I want you all to have something beautiful to look at. I’ve been video-chatting with Alec a lot these past few days, and am feeling everyone else deserves visual treats too.

[Addendum: Random surfing just yielded an audio clip of Anne Sexton reading the poem this entry is named after. If you’re a fan, treat yourself. If you’re not, become one.]

Reflection

In Bruges I photographed the reflection of a medieval building in a gleaming red car hood. It’s one of my favourite pictures that I’ve taken, but I think this puts mine to shame.

East Coast Afternoon

The weather’s been moody the past week with sulks and squalls every now and then, and on Saturday in the car on the way to Pasir Ris every drop of rain seemed to think it was a kamikaze pilot seeking final glorious death on the windscreen, but yesterday, yesterday it was breathtakingly sunny, and I got lured outdoors.

The Marine Parade library’s one of the best ways to enjoy a beautiful day – tall glass walls let the light in, but air-conditioning and frappucinos protect you from the heat. On a Monday afternoon you escape the Sunday crowds, but there are just enough people to give it a contented buzz, more than enough comfy chairs to go round, and no queue at the Starbuck’s. I was disciplined and kept my four book limit in mind when scouring the shelves, instead of the way I usually end up staggering around with over ten books, most of which I later have to discard sadly, and settled down happily for the next two hours or so.

Final choices: The Passion (Jeanette Winterson), The Eye In The Door (Pat Barker), and the Lonely Planet guide to Turkey. I still had Let’s Go Greece 2001 on my card from two weeks ago, so that made four.

While waiting for the bus, I took a patriotic picture – the walkway in the public housing estate was festooned with flags in preparation for National Day, which is on 9 August. Lately our public housing estates have been looking more and more like condominiums, but the old building in this one does actually correspond with more typical ideas of “public housing”.

At my bus stop I decided it was still too pretty outside to go home, and walked to Katong Shopping Centre for black economy delights. If you’re Singaporean, you’ll know what I mean by this. If you’re not, let’s just say that in certain stores here they sell lots of flat shiny things with lots of other people’s intellectual/artistic property on them for very low prices. At least, that’s what I go there to buy. I daresay the middle-aged men in certain sections of the shops trying to conceal their salivation and callused right hands were after pleasures neither intellectual nor artistic.

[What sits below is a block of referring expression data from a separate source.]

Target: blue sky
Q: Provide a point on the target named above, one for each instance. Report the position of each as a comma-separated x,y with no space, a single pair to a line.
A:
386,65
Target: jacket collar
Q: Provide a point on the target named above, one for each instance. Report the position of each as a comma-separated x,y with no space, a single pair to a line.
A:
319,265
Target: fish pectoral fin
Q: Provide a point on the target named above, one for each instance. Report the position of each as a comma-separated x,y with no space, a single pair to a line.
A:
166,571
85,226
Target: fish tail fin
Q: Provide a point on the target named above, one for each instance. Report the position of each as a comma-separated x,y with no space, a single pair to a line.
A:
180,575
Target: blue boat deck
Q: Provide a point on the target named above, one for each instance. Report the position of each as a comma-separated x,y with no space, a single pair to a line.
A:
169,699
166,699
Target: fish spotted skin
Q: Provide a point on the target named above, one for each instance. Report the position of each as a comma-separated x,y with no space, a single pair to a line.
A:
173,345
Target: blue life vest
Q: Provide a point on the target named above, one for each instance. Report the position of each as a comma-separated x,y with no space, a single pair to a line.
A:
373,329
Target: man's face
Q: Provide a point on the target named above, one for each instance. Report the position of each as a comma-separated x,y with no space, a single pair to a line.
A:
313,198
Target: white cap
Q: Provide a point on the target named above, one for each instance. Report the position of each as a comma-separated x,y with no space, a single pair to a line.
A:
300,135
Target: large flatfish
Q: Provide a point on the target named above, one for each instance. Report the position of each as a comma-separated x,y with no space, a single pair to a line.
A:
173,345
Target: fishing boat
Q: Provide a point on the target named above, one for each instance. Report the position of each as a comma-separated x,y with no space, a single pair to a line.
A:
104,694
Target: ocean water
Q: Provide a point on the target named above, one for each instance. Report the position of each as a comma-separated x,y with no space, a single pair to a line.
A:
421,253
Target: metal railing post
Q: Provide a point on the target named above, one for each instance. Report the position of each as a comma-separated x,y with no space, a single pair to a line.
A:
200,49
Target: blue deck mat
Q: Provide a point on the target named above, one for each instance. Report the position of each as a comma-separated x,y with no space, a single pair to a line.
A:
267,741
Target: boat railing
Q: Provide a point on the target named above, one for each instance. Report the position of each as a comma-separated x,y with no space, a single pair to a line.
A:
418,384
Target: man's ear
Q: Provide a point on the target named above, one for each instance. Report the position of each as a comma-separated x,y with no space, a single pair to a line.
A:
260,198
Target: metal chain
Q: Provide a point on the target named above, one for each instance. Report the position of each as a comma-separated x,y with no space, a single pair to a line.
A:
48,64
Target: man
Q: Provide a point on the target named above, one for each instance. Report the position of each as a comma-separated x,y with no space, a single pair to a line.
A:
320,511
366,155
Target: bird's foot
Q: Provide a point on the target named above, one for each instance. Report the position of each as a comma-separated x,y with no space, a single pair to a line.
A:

I took the long way home, walking along the entrance to the expressway, and was conveniently informed that when I leave here for London on August 31, it’ll only take me 9 minutes to get to the airport. I love this home, but I still can’t wait to get back to that one.

Street Photography Shyness

Strange: walking around Singapore with the digital camera, I see things I want to photograph, but feel shy about doing so, whereas I’d snap away without a second thought in London. I tried to pinpoint the source of this reticence, and kept hearing this little voice going “don’t look at me like that, I’m not a tourist, God forbid that I should be mistaken for a foreigner in my own country…”

I suppose this makes some sort of sense. In London I take it for granted that people see me as a foreigner, so walking around acting like a tourist changes nothing. The thing that puzzles me is that this Singapore shyness is extremely uncharacteristic – usually, if people are looking at me, the temptation is to mess further with their heads.

The sillliest thing of all, of course, is that this is what’s most likely to happen: Michelle plucks up courage, takes photo. Starts stewing in the juices of cultural discomfort, “aretheylookingatme? arepeoplelooking? what can I do to subtly show I’m not a foreigner but just someone walking around taking photos, DAMMIT, is that so strange?”. Average Singaporean walking by on the street gives her a casual glance, and forgets her the next nanosecond. His next thought is “Eh, where to makan tonight ah?” (Singlish translation: makan = eat, eh and ah = exclamations we add on beginnings and endings of sentences, just…because.)

This all means I should stop being silly and unMichellian.